First and foremost, when changes are happening (taking care of a toddler, another child on its way, loss of your job etc) your brain needs to adjust. Human beings don’t like change. Period. But the way your brain is responding worries me a bit. It seems like you are struggling with heaps of anxiety which is not healthy for your mental health at all.
It is good that you do respond positively to the “happy” things in your life. I always find it important to look at the lights around you (no matter how small) in times of darkness. I think it is completely normal to think, and worry, about the things you are worrying about. But I feel like you are overthinking everything to the extreme… which is unhealthy.
It is at least a good thing that you are not in financial distress! Even though, in this economy, many people are hammering on and on about how you need to have a full-time job otherwise you won’t make it. The fact that people make you seem like a failure when you don’t have a job and all that jazz.. Jared, let me tell you buddy, that’s just the government (I am not some crazy conspiracy theorist stay with me on this one). They want you to have a job and a morgage so YOU become their income and they have you pinned down till you go with retirement and you realized you wasted your years away.
Now, whether you agree with me or not, you do not have to have a 9 to 5 job. Ask yourself this: do you want to spend more time with your family or do you want to waste your time with a bunch of strangers wishing you could go home and spend more time with your family? Exactly. Luckily there is such a thing as the internet. And there are many wonderful people on the internet who have been in the same situation as you and they write blogs or do other things and tell you how to live your life a bit more care-free! I honestly suggest googling around. You need to take the pressure of society off your back a bit.
Ehh, I could go on and on but to make it short, I think you have anxiety issues. But fear not! According to the National Institute of Mental Health at least 18% of the adult population of the USA struggles with anxiety. I advice you to talk to a mental health professional.
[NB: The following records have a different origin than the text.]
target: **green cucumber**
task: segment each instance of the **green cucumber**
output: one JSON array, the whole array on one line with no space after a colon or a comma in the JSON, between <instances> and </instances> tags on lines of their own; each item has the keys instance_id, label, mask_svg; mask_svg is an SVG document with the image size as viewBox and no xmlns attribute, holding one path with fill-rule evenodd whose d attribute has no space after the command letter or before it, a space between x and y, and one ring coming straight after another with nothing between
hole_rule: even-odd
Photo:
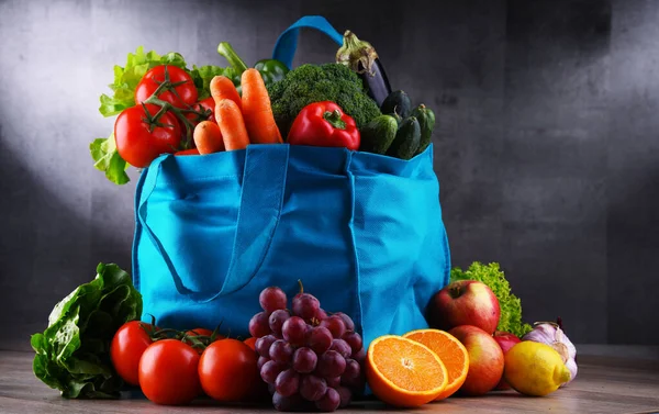
<instances>
[{"instance_id":1,"label":"green cucumber","mask_svg":"<svg viewBox=\"0 0 659 414\"><path fill-rule=\"evenodd\" d=\"M426 108L423 103L412 111L412 116L416 116L421 126L421 143L416 154L423 153L433 142L433 130L435 128L435 112Z\"/></svg>"},{"instance_id":2,"label":"green cucumber","mask_svg":"<svg viewBox=\"0 0 659 414\"><path fill-rule=\"evenodd\" d=\"M401 159L410 159L418 149L421 142L421 125L416 116L406 118L391 143L387 155Z\"/></svg>"},{"instance_id":3,"label":"green cucumber","mask_svg":"<svg viewBox=\"0 0 659 414\"><path fill-rule=\"evenodd\" d=\"M395 90L384 99L380 110L382 113L398 113L402 118L407 118L412 111L412 102L407 93L402 90Z\"/></svg>"},{"instance_id":4,"label":"green cucumber","mask_svg":"<svg viewBox=\"0 0 659 414\"><path fill-rule=\"evenodd\" d=\"M373 154L386 154L395 138L398 123L391 115L373 118L360 131L359 150Z\"/></svg>"}]
</instances>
I would suggest a combination of both therapy and medication, and then figure out if they work for you. I don’t think there is much more to it. Whenever a person is overthinking and stressing so much over things it usually means their brain needs some rest. Meditation and yoga could help you as well, as both are very calming, soothing, and relaxing for both brain and body. Also don’t forget to follow a healthy diet and have an appropriate amount of exercise every day as both can aid you through recovery.
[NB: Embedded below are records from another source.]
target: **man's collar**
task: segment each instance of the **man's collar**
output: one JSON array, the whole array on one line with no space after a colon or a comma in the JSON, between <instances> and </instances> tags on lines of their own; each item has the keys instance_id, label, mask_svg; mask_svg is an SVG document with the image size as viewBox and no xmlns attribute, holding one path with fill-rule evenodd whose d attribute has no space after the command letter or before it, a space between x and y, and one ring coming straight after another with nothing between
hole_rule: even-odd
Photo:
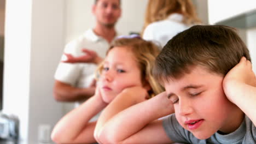
<instances>
[{"instance_id":1,"label":"man's collar","mask_svg":"<svg viewBox=\"0 0 256 144\"><path fill-rule=\"evenodd\" d=\"M85 36L89 39L91 40L92 41L97 41L103 39L100 36L98 36L94 32L92 28L88 29L85 33Z\"/></svg>"}]
</instances>

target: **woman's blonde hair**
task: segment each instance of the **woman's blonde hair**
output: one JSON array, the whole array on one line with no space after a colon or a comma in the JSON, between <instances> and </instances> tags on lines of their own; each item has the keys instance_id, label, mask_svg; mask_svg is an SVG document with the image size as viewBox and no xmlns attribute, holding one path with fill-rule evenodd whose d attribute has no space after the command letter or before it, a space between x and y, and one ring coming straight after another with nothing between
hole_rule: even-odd
<instances>
[{"instance_id":1,"label":"woman's blonde hair","mask_svg":"<svg viewBox=\"0 0 256 144\"><path fill-rule=\"evenodd\" d=\"M142 31L150 23L166 19L173 13L184 16L183 22L186 25L200 23L191 0L149 0Z\"/></svg>"},{"instance_id":2,"label":"woman's blonde hair","mask_svg":"<svg viewBox=\"0 0 256 144\"><path fill-rule=\"evenodd\" d=\"M154 43L146 41L141 38L120 38L112 43L108 52L114 47L130 50L137 62L141 70L141 77L142 83L148 82L152 88L149 92L150 97L164 91L164 88L153 77L152 70L155 63L155 59L160 53L159 48ZM103 62L98 67L97 72L101 74L103 68Z\"/></svg>"}]
</instances>

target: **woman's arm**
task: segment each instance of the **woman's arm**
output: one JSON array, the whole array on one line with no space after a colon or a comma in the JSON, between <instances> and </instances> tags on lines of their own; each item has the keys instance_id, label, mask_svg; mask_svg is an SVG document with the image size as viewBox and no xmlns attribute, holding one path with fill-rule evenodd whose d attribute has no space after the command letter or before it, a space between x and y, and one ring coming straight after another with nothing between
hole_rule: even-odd
<instances>
[{"instance_id":1,"label":"woman's arm","mask_svg":"<svg viewBox=\"0 0 256 144\"><path fill-rule=\"evenodd\" d=\"M251 62L242 58L225 77L223 88L228 98L256 124L256 77Z\"/></svg>"},{"instance_id":2,"label":"woman's arm","mask_svg":"<svg viewBox=\"0 0 256 144\"><path fill-rule=\"evenodd\" d=\"M106 106L96 94L62 117L54 127L51 139L57 143L95 142L93 133L96 122L88 122Z\"/></svg>"},{"instance_id":3,"label":"woman's arm","mask_svg":"<svg viewBox=\"0 0 256 144\"><path fill-rule=\"evenodd\" d=\"M95 137L98 142L171 142L165 134L162 122L153 122L174 112L171 103L165 92L136 104L143 101L142 99L144 99L145 95L138 94L138 89L130 90L130 92L125 92L118 95L102 112L95 131ZM135 92L136 92L136 94ZM136 97L140 98L137 99Z\"/></svg>"}]
</instances>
I am glad that writing out has helped you, and I hope my response will help you somewhat as well. Also, don’t forget to open up to your wife about this. Ask her to help you through these difficult times. You are married to one another and the husband doesn’t always have to carry all the burdens of the family. If you open up more to her and talk to her about your struggles you will also grow close to one another which is good for the family dynamics!
If you have anything to add to your story or want to talk to a friend you can find my contact information on my profile (I think?) otherwise just leave another message here and I can give you my contact information. If not, then I wish you and your family all the best. I hope things will work out for you!